Some of the highlights were the honoring of alternative film and music in "Long Strange Trip", about the Grateful Dead, the premiere San Francisco hippie band, and "The Green Fog", an abstract look a "Vertigo', San Francisco and the local art film tradition, which was also highlighted in the Canyon and Disposable Film Festival retrospective.
Old-time edge-cutter Jodorosky came through with a festival favorite, "Endless Poetry", while a bunch of first timers, like "Heaven Sent" from Lebanon, brought humor, insight or innovation to old stories.
AFTER A DOWN MARKET YEAR, WHEN
their offices were located in the Mission, the San Francisco International Film Festival celebrates its 60th anniversary with a rather spectacular, notably artistic and richly local program, playing around the Bay April 5th through the 19th.
In fact, the two shows which caught my eye — Alejandro Jodorosky’s new film and Melvin Van Peebles’s ‘60s New Wave feature, “Three Day Pass” — were not even mentioned in their hour-long press presentation. On top of which, four of festival’s five programmers and director Noah Cowan were holding forth in the astonishing new Dolby Theater, part of the festival’s new venue list (which always starts and ends at The Castro), in the spanking new Dolby Building on Market Street, where the revered recording arts company recently relocated from its odd, old-timey building in the Mission.

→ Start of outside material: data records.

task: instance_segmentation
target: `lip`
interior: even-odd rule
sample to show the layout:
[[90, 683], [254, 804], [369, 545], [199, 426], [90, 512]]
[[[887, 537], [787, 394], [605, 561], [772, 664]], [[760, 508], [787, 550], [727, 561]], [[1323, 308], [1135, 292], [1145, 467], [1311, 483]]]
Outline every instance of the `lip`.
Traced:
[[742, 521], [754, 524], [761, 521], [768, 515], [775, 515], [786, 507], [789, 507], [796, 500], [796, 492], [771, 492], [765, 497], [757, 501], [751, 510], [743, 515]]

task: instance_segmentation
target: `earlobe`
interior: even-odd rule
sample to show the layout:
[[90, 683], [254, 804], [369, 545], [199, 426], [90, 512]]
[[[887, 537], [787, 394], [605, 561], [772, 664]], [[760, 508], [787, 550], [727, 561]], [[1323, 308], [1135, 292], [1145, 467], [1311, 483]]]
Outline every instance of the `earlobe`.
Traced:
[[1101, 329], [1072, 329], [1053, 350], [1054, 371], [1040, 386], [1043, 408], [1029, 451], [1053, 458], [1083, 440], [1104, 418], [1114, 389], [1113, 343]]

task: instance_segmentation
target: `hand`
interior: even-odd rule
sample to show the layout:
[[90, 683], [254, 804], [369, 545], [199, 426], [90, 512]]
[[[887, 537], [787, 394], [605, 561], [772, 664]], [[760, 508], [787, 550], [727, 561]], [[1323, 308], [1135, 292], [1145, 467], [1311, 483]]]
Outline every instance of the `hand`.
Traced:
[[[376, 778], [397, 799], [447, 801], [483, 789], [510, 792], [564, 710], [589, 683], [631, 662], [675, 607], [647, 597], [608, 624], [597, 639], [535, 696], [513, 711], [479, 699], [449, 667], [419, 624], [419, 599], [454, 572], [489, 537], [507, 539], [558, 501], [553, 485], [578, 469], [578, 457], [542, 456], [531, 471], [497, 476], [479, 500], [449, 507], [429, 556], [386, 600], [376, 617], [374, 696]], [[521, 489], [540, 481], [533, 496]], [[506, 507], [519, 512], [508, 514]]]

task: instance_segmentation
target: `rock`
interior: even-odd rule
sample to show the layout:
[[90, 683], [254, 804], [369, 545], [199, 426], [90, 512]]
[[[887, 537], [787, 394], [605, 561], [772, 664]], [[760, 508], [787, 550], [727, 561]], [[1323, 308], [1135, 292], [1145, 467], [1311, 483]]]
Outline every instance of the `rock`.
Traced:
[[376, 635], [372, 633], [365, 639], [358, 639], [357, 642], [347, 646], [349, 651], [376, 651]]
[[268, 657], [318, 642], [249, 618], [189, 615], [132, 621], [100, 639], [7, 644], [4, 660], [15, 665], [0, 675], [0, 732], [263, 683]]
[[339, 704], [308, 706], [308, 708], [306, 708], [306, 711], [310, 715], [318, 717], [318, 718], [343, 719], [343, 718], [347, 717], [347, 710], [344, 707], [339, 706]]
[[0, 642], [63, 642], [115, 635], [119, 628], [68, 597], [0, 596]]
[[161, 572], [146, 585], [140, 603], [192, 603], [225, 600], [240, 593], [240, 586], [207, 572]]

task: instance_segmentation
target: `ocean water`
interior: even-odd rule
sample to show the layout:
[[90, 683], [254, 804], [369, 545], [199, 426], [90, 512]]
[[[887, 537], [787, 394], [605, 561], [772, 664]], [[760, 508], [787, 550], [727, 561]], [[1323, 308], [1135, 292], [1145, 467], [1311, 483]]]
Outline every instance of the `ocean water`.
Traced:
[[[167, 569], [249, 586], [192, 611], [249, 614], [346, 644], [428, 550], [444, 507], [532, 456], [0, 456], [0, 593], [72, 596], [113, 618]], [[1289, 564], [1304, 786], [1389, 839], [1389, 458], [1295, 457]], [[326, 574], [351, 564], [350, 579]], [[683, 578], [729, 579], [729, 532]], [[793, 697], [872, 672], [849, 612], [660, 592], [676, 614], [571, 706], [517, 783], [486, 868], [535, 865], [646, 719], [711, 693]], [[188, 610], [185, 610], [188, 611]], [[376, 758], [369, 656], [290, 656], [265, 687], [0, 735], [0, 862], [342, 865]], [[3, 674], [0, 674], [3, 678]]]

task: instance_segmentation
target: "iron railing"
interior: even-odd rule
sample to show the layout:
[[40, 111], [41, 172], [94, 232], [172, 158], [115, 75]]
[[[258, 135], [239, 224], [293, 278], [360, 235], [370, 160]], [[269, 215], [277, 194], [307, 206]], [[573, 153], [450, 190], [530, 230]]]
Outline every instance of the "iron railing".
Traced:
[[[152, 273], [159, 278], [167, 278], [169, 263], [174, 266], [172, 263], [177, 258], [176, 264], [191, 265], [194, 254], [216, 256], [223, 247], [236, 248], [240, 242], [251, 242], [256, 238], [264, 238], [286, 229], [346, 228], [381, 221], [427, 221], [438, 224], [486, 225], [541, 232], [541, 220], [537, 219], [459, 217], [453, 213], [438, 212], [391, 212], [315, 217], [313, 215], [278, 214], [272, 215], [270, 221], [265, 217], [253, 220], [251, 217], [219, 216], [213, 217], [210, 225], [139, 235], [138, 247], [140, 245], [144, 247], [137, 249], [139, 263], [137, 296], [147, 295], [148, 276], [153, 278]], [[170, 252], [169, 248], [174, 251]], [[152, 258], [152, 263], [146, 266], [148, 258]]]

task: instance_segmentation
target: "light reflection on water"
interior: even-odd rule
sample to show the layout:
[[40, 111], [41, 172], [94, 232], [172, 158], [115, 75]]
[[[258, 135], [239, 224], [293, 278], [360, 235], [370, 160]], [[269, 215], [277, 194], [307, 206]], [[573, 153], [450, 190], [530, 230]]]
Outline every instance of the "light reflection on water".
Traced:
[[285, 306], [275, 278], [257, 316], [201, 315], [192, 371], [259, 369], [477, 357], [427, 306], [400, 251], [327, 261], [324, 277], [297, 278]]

Equally artistic and local, the Festival is highlighting Canyon Cinema’s 50th and the Disposable Film Festival’s 10th anniversary, with shows, and Berkeley’s most famous producer and festival organizer (Telluride), Tom Luddy, with an award — not that they don’t have plenty of international star power to go around.
That aspect kicks in opening night with “Landline” by Gillian Robespierre, whose name suggests not so much revolution as solid indie filmmaking. Her “Obvious Child” (2014), which the Festival’s Film Society had a hand in developing, was a break out hit. “Landline” looks like it will achieve similar, given the inevitably great John Turturro as the tortured father of two hipster sisters (including “Obvious Child” star Jenny Slate) running around a drug- and rave-crazed 1990s New York.
Jenny Slate, Edie Falco and Abby Quinn catch a cig break in ‘Landlines’. photo: courtesy G. Robespierre
Indeed, nurturing film is an expanding aspect of the festival’s operations, from doc and screenplay development grants to residencies at the Film House, now in cool new digs across from Chinatown.
Closing night is a full-on festival commission which looks at both the Bay Area and its film history with a “remake” of “Vertigo” from found footage and unknown noirs, scored by the Bay Area’s own Kronos Quartet. Another fantastic-sounding, score-based screening is of “THX 1138”, George Lucas’s first film, featuring the English electronica/reggae band Asian Dub Foundation. Yet another is the ‘20s Russian masterpiece, “Man with a Movie Camera”, rescored by Denver’s Devotchka.
Indeed, in addition to almost 200 films, there is quite a bit of ancillary art, music and performance. Art film aficionados should be sure to catch “Tania Libre” by Lynn Hershman Leeson, director of SF Art Institute’s film department for a few years and at the forefront of technology and feminism, as well as art and film, for 40 years.
Truly outdoing themselves this, SF International lead programmers: (lft-rt) Amanda Salazar, Audrey Chang, Rod Armstrong, Rachel Rosen and Noah Cowan. photo: D. Blair
For sheer star wattage, they’re airdropping in Ethan Hawke for an award, tributing Shah Rukh Khan, the earth’s biggest cinema celeb (starred in over 80 Indian films), highlighting James Ivory (with his little known “Maurice”), featuring Eleanor Coppola and her first narrative “Paris Can Wait” (starring Alec Baldwin), and screening “Citizen Kane”, with an intro by William R. Hearst III, the first time the family has addressed their patriarch’s takedown in one of the greatest films of all time — not to forget the Festival’s State of the Cinema address by Pixar cofounder Ed Catmull.
Alas, this summary hardly does justice to the Festival’s two spectacular weeks, which even includes an unknown short from Jean-Luc Godard and a bunch of longs, also unknown — but not for long, from Argentina, where the festival’s intrepid programmers uncovered an especially fecund film scene, all-in-all a fitting 60th anniversary for the second oldest film festival in the United States.